Essentially, NFTs are like physical collector’s items, only digital. So instead of getting an actual oil painting to hang on the wall, the buyer gets a digital file instead.
They also get exclusive ownership rights. That’s right: NFTs can have only one owner at a time. NFTs’ unique data makes it easy to verify their ownership and transfer tokens between owners. The owner or creator can also store specific information inside them. For instance, artists can sign their artwork by including their signature in an NFT’s metadata.
Putting NFTs To Work
Blockchain technology and NFTs afford artists and content creators a unique opportunity to monetize their wares. For example, artists no longer have to rely on galleries or auction houses to sell their art. Instead, the artist can sell it directly to the consumer as an NFT, which also lets them keep more of the profits.
In addition, artists can program in royalties so they’ll receive a percentage of sales whenever their art is sold to a new owner. This is an attractive feature as artists generally do not receive future proceeds after their art is first sold.
Art isn’t the only way to make money with NFTs. Brands like Charmin and Taco Bell have auctioned off themed NFT art to raise funds for charity. Charmin dubbed its offering “NFTP” (non-fungible toilet paper), and Taco Bell’s NFT art sold out in minutes, with the highest bids coming in at 1.5 wrapped ether (WETH)—equal to $3,723.83 at time of writing.
An NBA Top Shot generated more than $500 million in sales as of late March. A single LeBron James highlight NFT fetched more than $200,000.
Even celebrities like Snoop Dogg and Lindsay Lohan are jumping on the NFT bandwagon, releasing unique memories, artwork and moments as securitized NFTs.
How to Buy NFTs
If you’re keen to start your own NFT collection, you’ll need to acquire some key items:
First, you’ll need to get a digital wallet that allows you to store NFTs and cryptocurrencies. You’ll likely need to purchase some cryptocurrency, like Ether, depending on what currencies your NFT provider accepts.
You can buy crypto using a credit card on platforms like Coinbase, Kraken, eToro and even PayPal and Robinhood now. You’ll then be able to move it from the exchange to your wallet of choice.

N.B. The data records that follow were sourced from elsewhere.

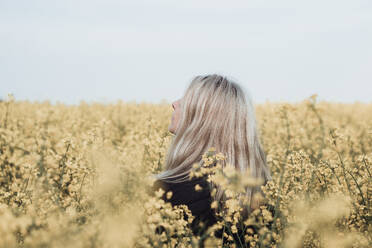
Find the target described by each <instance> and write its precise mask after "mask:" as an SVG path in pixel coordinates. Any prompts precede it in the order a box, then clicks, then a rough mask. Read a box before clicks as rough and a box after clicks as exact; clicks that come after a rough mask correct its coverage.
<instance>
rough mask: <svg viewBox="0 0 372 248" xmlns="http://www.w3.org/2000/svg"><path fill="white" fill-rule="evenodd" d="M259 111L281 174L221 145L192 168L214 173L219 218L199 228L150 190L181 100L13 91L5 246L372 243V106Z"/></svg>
mask: <svg viewBox="0 0 372 248" xmlns="http://www.w3.org/2000/svg"><path fill="white" fill-rule="evenodd" d="M255 107H256V115H257V121H258V128H259V131H260V139H261V143H262V146H263V148H264V150H265V154H266V162H267V164H268V166H269V168H270V171H271V174H272V180H269V181H268V182H267V183H266V184H265V185H263V180H262V179H260V178H253V177H251V176H250V174H249V173H248V172H238V171H237V170H236V169H235V167H234V165H232V164H226V163H225V160H226V157H225V155H224V154H222V153H221V152H220V151H217V150H216V149H215V148H214V147H210V149H209V150H207V151H206V153H205V154H203V155H202V157H201V158H200V163H195V164H194V165H192V169H193V170H192V172H191V176H192V177H201V176H203V175H207V179H208V182H209V183H210V186H211V188H210V189H211V197H213V199H214V200H213V201H212V202H211V208H212V209H213V210H215V212H216V216H217V217H218V222H217V223H216V224H214V225H212V226H211V227H209V228H208V230H207V231H206V233H205V234H203V235H200V236H199V235H194V234H193V232H192V231H191V230H192V229H191V224H192V221H193V220H194V216H192V214H191V212H190V210H189V209H188V208H187V206H186V205H178V206H172V205H171V204H170V203H168V202H165V201H164V200H163V199H162V196H164V193H165V192H164V191H162V190H161V189H160V190H159V191H157V192H154V194H149V189H151V186H152V184H153V182H154V180H153V179H152V178H151V177H150V175H151V174H153V173H158V172H160V171H162V170H163V165H164V162H165V157H166V154H167V149H168V148H169V145H170V143H171V139H172V135H171V134H170V133H169V131H168V126H169V121H170V117H171V113H172V108H171V106H170V105H169V104H167V103H161V104H147V103H141V104H138V103H134V102H127V103H124V102H121V101H119V102H117V103H112V104H100V103H90V104H87V103H85V102H81V103H80V104H79V105H75V106H68V105H64V104H59V103H57V104H54V105H53V104H50V103H49V102H39V103H37V102H33V103H31V102H28V101H17V100H16V99H14V96H12V95H9V97H8V99H7V100H6V101H3V102H0V248H3V247H4V248H5V247H6V248H8V247H10V248H12V247H25V248H34V247H58V248H59V247H63V248H64V247H77V248H79V247H81V248H83V247H84V248H85V247H100V248H101V247H103V248H106V247H110V248H111V247H178V248H179V247H293V248H294V247H331V248H333V247H337V248H338V247H361V248H366V247H372V237H371V235H370V234H371V233H372V224H371V223H372V211H371V207H372V197H371V196H372V176H371V171H372V168H371V165H372V131H371V130H372V115H371V114H370V113H371V112H372V105H371V104H362V103H354V104H341V103H329V102H317V96H316V95H313V96H311V97H310V98H309V99H305V100H304V101H302V102H298V103H293V104H289V103H269V102H267V103H265V104H260V105H256V106H255ZM247 188H259V189H260V190H261V191H262V193H252V195H245V191H246V189H247ZM195 189H196V190H197V191H200V190H203V188H202V187H201V186H200V185H199V184H198V185H196V186H195ZM221 193H223V197H222V198H221V199H222V200H221V201H217V200H215V199H216V198H217V196H219V195H220V194H221ZM172 197H173V196H172V192H168V193H167V194H166V195H165V198H166V199H172ZM246 206H250V207H251V208H247V209H246V210H247V211H245V207H246ZM218 232H219V235H216V233H218Z"/></svg>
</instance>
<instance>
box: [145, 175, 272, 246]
mask: <svg viewBox="0 0 372 248" xmlns="http://www.w3.org/2000/svg"><path fill="white" fill-rule="evenodd" d="M196 184H199V185H200V186H201V187H202V190H201V191H196V190H195V185H196ZM159 188H162V189H163V190H164V191H165V193H164V194H163V196H162V199H163V200H164V201H165V202H170V203H171V204H172V206H175V205H181V204H184V205H187V206H188V208H189V209H190V211H191V213H192V214H193V216H194V217H195V219H194V220H193V222H192V223H191V229H192V232H193V233H194V235H200V236H201V237H202V235H203V234H204V232H205V230H206V229H207V228H208V227H209V226H211V225H213V224H214V223H216V222H217V220H218V218H217V217H216V215H215V211H214V210H213V209H211V203H212V201H213V200H212V197H211V194H210V193H211V188H210V186H209V183H208V181H206V177H201V178H193V179H192V180H189V181H186V182H182V183H166V182H164V181H159V180H157V181H155V182H154V185H153V188H152V192H151V194H153V193H154V192H155V191H157V190H158V189H159ZM168 191H172V193H173V194H172V197H171V198H170V199H167V198H166V193H167V192H168ZM267 206H268V210H269V211H271V213H272V214H273V216H274V214H275V211H274V206H271V205H267ZM184 217H185V220H187V215H186V214H185V215H184ZM199 224H203V225H202V227H199ZM271 224H272V222H270V225H271ZM248 227H251V228H252V229H253V231H254V233H257V234H258V229H257V227H256V226H255V225H248V226H246V225H244V224H243V223H242V222H241V223H240V225H238V227H237V229H238V232H237V233H234V234H232V236H233V238H234V241H232V242H233V243H236V244H239V243H243V244H244V243H245V244H249V242H248V241H245V240H244V234H245V230H246V229H247V228H248ZM269 228H271V227H270V226H269ZM161 230H163V229H161V228H160V230H159V232H160V233H161V232H162V231H161ZM223 232H224V228H222V229H219V230H216V231H215V232H214V236H215V237H217V238H222V234H223ZM204 238H205V237H202V239H201V240H199V242H202V243H199V245H201V246H200V247H203V240H204ZM223 240H224V242H227V243H228V241H227V239H226V238H225V237H223ZM238 247H241V246H240V245H238ZM248 247H249V246H248Z"/></svg>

You’ll want to keep fees in mind as you research options. Most exchanges charge at least a percentage of your transaction when you buy crypto.
Popular NFT Marketplaces
Once you’ve got your wallet set up and funded, there’s no shortage of NFT sites to shop. Currently, the largest NFT marketplaces are:
OpenSea.io: This peer-to-peer platform bills itself a purveyor of “rare digital items and collectibles.” To get started, all you need to do is create an account to browse NFT collections. You can also sort pieces by sales volume to discover new artists.

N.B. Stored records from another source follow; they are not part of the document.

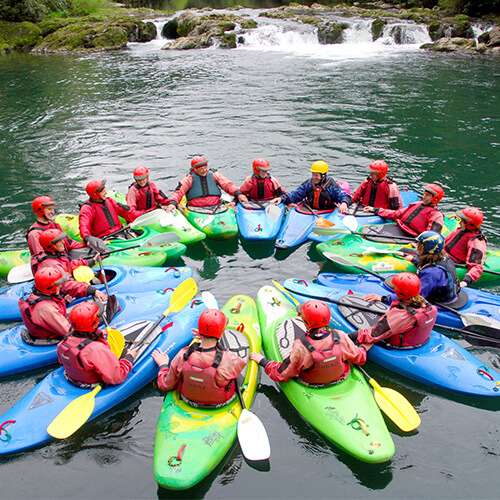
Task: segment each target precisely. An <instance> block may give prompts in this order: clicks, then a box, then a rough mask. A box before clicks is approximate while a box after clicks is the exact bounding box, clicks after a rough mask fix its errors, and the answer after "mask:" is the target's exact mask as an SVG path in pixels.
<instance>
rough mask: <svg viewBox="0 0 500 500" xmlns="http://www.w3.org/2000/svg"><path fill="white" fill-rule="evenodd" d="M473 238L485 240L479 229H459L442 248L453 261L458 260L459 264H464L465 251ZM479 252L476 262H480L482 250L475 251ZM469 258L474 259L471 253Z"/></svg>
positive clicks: (466, 259)
mask: <svg viewBox="0 0 500 500" xmlns="http://www.w3.org/2000/svg"><path fill="white" fill-rule="evenodd" d="M475 239H478V240H486V236H485V235H484V234H483V233H481V231H477V230H475V231H468V230H465V231H459V232H458V233H457V234H456V235H455V237H454V238H453V239H452V240H451V241H449V242H448V243H446V245H445V246H444V249H445V250H446V253H447V254H448V255H449V256H450V257H451V258H452V259H453V260H454V261H455V262H460V263H461V264H465V263H466V260H467V252H468V246H469V243H470V242H471V241H473V240H475ZM486 241H487V240H486ZM477 253H481V255H480V256H478V257H479V259H478V262H481V260H482V257H483V255H482V252H479V251H478V252H477ZM471 260H474V256H473V255H471Z"/></svg>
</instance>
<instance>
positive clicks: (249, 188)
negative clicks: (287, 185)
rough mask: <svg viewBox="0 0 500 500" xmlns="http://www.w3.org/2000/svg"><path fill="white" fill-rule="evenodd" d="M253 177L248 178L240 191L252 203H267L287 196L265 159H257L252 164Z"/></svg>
mask: <svg viewBox="0 0 500 500" xmlns="http://www.w3.org/2000/svg"><path fill="white" fill-rule="evenodd" d="M252 168H253V175H251V176H249V177H247V178H246V179H245V180H244V182H243V184H242V185H241V187H240V191H241V192H242V193H243V194H244V195H245V196H246V197H247V198H248V199H249V200H251V201H267V200H272V199H273V198H276V197H277V196H282V195H285V194H286V191H285V190H284V189H283V188H282V187H281V184H280V183H279V182H278V179H276V177H273V176H272V175H271V174H270V173H269V170H271V166H270V165H269V162H268V161H267V160H265V159H264V158H256V159H255V160H254V161H253V164H252Z"/></svg>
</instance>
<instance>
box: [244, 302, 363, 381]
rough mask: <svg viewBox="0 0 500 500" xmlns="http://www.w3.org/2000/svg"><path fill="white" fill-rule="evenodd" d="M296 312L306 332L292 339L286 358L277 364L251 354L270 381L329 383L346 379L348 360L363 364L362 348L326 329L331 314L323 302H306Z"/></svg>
mask: <svg viewBox="0 0 500 500" xmlns="http://www.w3.org/2000/svg"><path fill="white" fill-rule="evenodd" d="M297 309H298V312H299V315H300V317H301V318H302V321H303V322H304V325H305V326H306V328H307V331H306V333H305V334H304V335H302V336H300V337H299V338H297V339H295V341H294V343H293V346H292V350H291V352H290V355H289V356H288V357H287V358H285V359H284V360H283V361H282V362H281V363H280V362H278V361H269V360H267V359H266V358H265V357H264V356H263V355H262V354H260V353H251V354H250V359H252V360H253V361H255V362H257V363H259V365H261V366H262V367H263V368H264V369H265V371H266V373H267V374H268V375H269V377H271V379H272V380H275V381H276V382H288V381H289V380H290V379H292V378H294V377H298V378H299V379H300V380H301V381H303V382H306V383H309V384H331V383H332V382H336V381H340V380H342V379H344V378H345V377H347V375H348V374H349V370H350V365H349V361H350V362H352V363H354V364H357V365H363V364H364V363H365V362H366V349H365V348H364V346H357V345H355V344H354V343H353V342H352V341H351V339H349V337H348V336H347V335H346V334H345V333H344V332H341V331H340V330H333V329H332V328H330V327H329V326H328V324H329V322H330V317H331V313H330V309H329V307H328V306H327V305H326V304H325V303H324V302H321V301H319V300H309V301H307V302H304V304H301V305H299V306H298V307H297Z"/></svg>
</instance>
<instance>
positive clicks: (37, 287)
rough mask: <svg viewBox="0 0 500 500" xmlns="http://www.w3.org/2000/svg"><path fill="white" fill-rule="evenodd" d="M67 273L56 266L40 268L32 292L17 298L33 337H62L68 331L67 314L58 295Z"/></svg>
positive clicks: (67, 276)
mask: <svg viewBox="0 0 500 500" xmlns="http://www.w3.org/2000/svg"><path fill="white" fill-rule="evenodd" d="M68 280H69V276H68V275H67V274H66V273H64V272H63V271H62V270H61V269H59V268H50V269H41V270H40V271H38V272H36V273H35V284H34V286H33V291H32V292H31V294H30V295H29V296H28V297H27V298H24V297H21V298H20V299H19V302H18V303H19V309H20V311H21V317H22V319H23V322H24V325H25V326H26V329H27V330H28V332H29V334H30V336H31V337H34V338H35V339H57V338H62V337H64V336H65V335H67V334H68V332H69V331H70V330H71V325H70V323H69V321H68V318H67V317H66V301H65V300H64V297H63V296H62V295H61V294H60V291H61V286H62V285H63V284H64V283H66V282H67V281H68Z"/></svg>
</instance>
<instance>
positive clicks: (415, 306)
mask: <svg viewBox="0 0 500 500" xmlns="http://www.w3.org/2000/svg"><path fill="white" fill-rule="evenodd" d="M391 285H392V287H393V288H394V292H395V294H396V296H397V298H398V299H399V300H393V301H392V303H391V307H390V309H389V311H388V312H387V313H386V314H384V315H383V316H382V317H381V318H380V319H379V320H378V321H377V323H376V324H375V325H374V326H372V327H371V328H366V329H362V330H358V331H354V332H350V333H349V337H350V338H351V339H353V340H355V341H356V342H358V343H360V344H373V343H375V342H380V341H382V340H385V341H387V342H388V343H389V344H390V345H392V346H393V347H396V348H416V347H419V346H421V345H423V344H425V343H426V342H427V341H428V340H429V338H430V336H431V331H432V328H433V327H434V323H435V322H436V317H437V308H436V306H433V305H431V304H429V303H428V302H427V301H426V300H425V299H424V298H423V297H422V295H420V292H421V285H420V278H419V277H418V276H417V275H416V274H412V273H400V274H397V275H395V276H394V277H393V278H392V280H391ZM371 297H373V294H368V295H367V296H365V297H364V298H365V300H371Z"/></svg>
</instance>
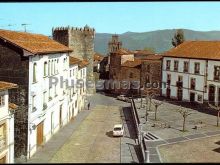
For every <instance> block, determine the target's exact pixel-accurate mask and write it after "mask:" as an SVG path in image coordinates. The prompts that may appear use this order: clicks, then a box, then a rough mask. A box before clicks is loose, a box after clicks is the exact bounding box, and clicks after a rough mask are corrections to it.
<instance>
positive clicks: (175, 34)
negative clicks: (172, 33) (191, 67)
mask: <svg viewBox="0 0 220 165" xmlns="http://www.w3.org/2000/svg"><path fill="white" fill-rule="evenodd" d="M184 41H185V37H184V32H183V30H182V29H178V30H177V31H176V33H175V34H174V37H173V38H172V45H173V46H175V47H177V46H178V45H180V44H181V43H183V42H184Z"/></svg>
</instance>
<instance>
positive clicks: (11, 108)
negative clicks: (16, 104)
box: [8, 103, 18, 110]
mask: <svg viewBox="0 0 220 165" xmlns="http://www.w3.org/2000/svg"><path fill="white" fill-rule="evenodd" d="M8 107H9V110H14V109H17V108H18V106H17V105H16V104H14V103H9V104H8Z"/></svg>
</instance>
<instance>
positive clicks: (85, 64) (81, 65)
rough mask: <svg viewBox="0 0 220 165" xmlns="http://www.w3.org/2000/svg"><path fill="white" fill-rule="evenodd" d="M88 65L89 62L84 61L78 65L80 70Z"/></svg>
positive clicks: (84, 60) (87, 60)
mask: <svg viewBox="0 0 220 165" xmlns="http://www.w3.org/2000/svg"><path fill="white" fill-rule="evenodd" d="M88 64H89V61H88V60H86V59H84V60H81V61H80V63H79V67H80V68H83V67H85V66H87V65H88Z"/></svg>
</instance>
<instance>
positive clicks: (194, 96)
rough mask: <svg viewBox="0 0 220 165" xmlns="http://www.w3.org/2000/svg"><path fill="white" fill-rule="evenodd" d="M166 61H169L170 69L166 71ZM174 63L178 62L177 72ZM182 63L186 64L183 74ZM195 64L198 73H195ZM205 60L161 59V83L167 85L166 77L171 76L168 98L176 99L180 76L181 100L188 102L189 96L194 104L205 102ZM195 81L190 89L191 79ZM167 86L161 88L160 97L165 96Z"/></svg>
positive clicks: (188, 59)
mask: <svg viewBox="0 0 220 165" xmlns="http://www.w3.org/2000/svg"><path fill="white" fill-rule="evenodd" d="M167 60H170V69H169V70H167V68H166V65H167ZM174 61H178V70H177V71H175V70H174ZM184 61H187V62H188V72H184ZM195 63H199V73H195ZM206 63H207V61H206V60H198V59H187V58H172V57H164V58H163V69H162V82H163V83H167V75H168V74H169V75H170V76H171V82H170V86H169V87H170V98H173V99H178V93H177V91H178V87H177V84H176V83H177V81H178V77H179V76H182V100H184V101H190V96H191V95H192V96H191V97H192V98H191V99H193V100H194V101H196V102H199V103H203V101H204V100H207V89H206V87H205V85H206V74H207V70H206V69H207V67H206ZM192 78H194V79H195V89H192V88H191V79H192ZM167 88H168V85H166V86H165V85H163V86H162V95H163V96H167Z"/></svg>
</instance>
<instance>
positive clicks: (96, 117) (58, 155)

Rarible: Similar to OpenSea, Rarible is a democratic, open marketplace that allows artists and creators to issue and sell NFTs. RARI tokens issued on the platform enable holders to weigh in on features like fees and community rules.

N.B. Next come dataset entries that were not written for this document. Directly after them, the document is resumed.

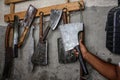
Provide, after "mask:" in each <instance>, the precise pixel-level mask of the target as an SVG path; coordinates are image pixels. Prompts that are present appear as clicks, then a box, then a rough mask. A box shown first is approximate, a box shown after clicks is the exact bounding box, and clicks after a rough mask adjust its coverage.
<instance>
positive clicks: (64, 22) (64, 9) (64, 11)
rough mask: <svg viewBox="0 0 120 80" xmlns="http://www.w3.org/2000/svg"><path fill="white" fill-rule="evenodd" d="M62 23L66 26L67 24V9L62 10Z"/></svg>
mask: <svg viewBox="0 0 120 80" xmlns="http://www.w3.org/2000/svg"><path fill="white" fill-rule="evenodd" d="M62 17H63V23H64V24H67V23H68V20H67V8H64V9H63V16H62Z"/></svg>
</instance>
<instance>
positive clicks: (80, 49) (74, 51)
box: [74, 39, 88, 58]
mask: <svg viewBox="0 0 120 80" xmlns="http://www.w3.org/2000/svg"><path fill="white" fill-rule="evenodd" d="M79 43H80V50H81V53H82V56H83V58H85V56H86V54H87V53H88V50H87V48H86V47H85V45H84V44H83V41H82V39H80V42H79ZM74 52H75V55H76V56H77V57H78V54H79V53H78V52H77V51H76V50H75V49H74Z"/></svg>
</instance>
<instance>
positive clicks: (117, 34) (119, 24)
mask: <svg viewBox="0 0 120 80" xmlns="http://www.w3.org/2000/svg"><path fill="white" fill-rule="evenodd" d="M119 16H120V0H118V6H116V7H114V8H112V9H111V10H110V11H109V13H108V16H107V22H106V29H105V31H106V48H107V49H108V50H109V51H111V53H113V54H120V17H119Z"/></svg>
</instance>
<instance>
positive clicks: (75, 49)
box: [73, 49, 79, 57]
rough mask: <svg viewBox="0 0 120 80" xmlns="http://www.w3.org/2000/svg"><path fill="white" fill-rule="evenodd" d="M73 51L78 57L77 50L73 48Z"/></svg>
mask: <svg viewBox="0 0 120 80" xmlns="http://www.w3.org/2000/svg"><path fill="white" fill-rule="evenodd" d="M73 51H74V53H75V56H76V57H78V55H79V53H78V52H77V50H76V49H74V50H73Z"/></svg>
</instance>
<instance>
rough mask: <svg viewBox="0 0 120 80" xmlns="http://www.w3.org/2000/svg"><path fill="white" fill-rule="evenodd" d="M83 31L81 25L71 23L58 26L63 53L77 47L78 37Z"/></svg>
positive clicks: (78, 23) (73, 23)
mask: <svg viewBox="0 0 120 80" xmlns="http://www.w3.org/2000/svg"><path fill="white" fill-rule="evenodd" d="M81 31H83V23H71V24H64V25H61V26H60V32H61V36H62V39H63V45H64V48H65V51H68V50H71V49H73V48H74V47H75V46H77V45H79V42H78V35H79V33H80V32H81Z"/></svg>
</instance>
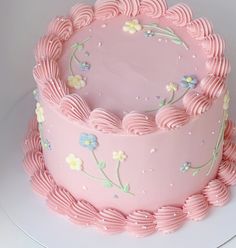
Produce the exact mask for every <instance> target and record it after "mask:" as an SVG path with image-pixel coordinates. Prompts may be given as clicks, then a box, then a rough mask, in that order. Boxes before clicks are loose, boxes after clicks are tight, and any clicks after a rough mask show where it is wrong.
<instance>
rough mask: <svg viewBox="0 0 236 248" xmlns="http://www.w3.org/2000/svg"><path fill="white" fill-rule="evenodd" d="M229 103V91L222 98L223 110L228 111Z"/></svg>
mask: <svg viewBox="0 0 236 248" xmlns="http://www.w3.org/2000/svg"><path fill="white" fill-rule="evenodd" d="M229 102H230V96H229V91H227V92H226V94H225V97H224V105H223V109H224V110H228V109H229Z"/></svg>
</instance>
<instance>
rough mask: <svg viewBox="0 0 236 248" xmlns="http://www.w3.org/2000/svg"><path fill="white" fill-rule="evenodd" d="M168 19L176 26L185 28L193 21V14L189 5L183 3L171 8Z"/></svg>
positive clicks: (181, 3)
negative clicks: (192, 18) (172, 21)
mask: <svg viewBox="0 0 236 248" xmlns="http://www.w3.org/2000/svg"><path fill="white" fill-rule="evenodd" d="M166 17H167V18H168V19H170V20H172V21H173V23H174V24H175V25H176V26H180V27H184V26H186V25H187V24H188V23H190V22H191V21H192V17H193V14H192V10H191V9H190V8H189V6H188V5H186V4H184V3H181V4H177V5H175V6H173V7H171V8H169V9H168V10H167V12H166Z"/></svg>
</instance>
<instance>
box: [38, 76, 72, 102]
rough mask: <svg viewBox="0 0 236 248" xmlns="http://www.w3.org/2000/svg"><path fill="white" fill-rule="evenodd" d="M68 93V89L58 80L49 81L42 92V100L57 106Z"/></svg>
mask: <svg viewBox="0 0 236 248" xmlns="http://www.w3.org/2000/svg"><path fill="white" fill-rule="evenodd" d="M68 93H69V90H68V88H67V87H66V85H65V84H64V83H63V82H62V81H61V80H60V79H56V78H53V79H50V81H49V82H48V83H47V84H46V85H45V87H44V89H43V90H42V94H43V96H44V98H46V99H47V100H48V101H49V102H50V103H53V104H56V105H58V104H59V103H60V101H61V99H62V98H63V97H64V96H65V95H67V94H68Z"/></svg>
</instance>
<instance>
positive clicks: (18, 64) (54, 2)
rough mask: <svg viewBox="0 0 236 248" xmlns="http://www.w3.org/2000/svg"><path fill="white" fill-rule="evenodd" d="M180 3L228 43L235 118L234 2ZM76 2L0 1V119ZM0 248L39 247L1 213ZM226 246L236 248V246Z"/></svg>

Foundation: Here, artists must receive “upvotes” or an invitation from fellow creators to post their art. The community’s exclusivity and cost of entry—artists must also purchase “gas” to mint NFTs—means it may boast higher-caliber artwork.
For instance, Nyan Cat creator Chris Torres sold the NFT on the Foundation platform. It may also mean higher prices — not necessarily a bad thing for artists and collectors seeking to capitalize, assuming the demand for NFTs remains at current levels, or even increases over time.
Although these platforms and others are host to thousands of NFT creators and collectors, be sure you do your research carefully before buying. Some artists have fallen victim to impersonators who have listed and sold their work without their permission.
The verification processes for creators and NFT listings aren’t consistent across platforms — some are more stringent than others. OpenSea and Rarible, for example, do not require owner verification for NFT listings.
Buyer protections appear to be sparse at best, so when shopping for NFTs, it may be best to keep the old adage “caveat emptor” (let the buyer beware) in mind.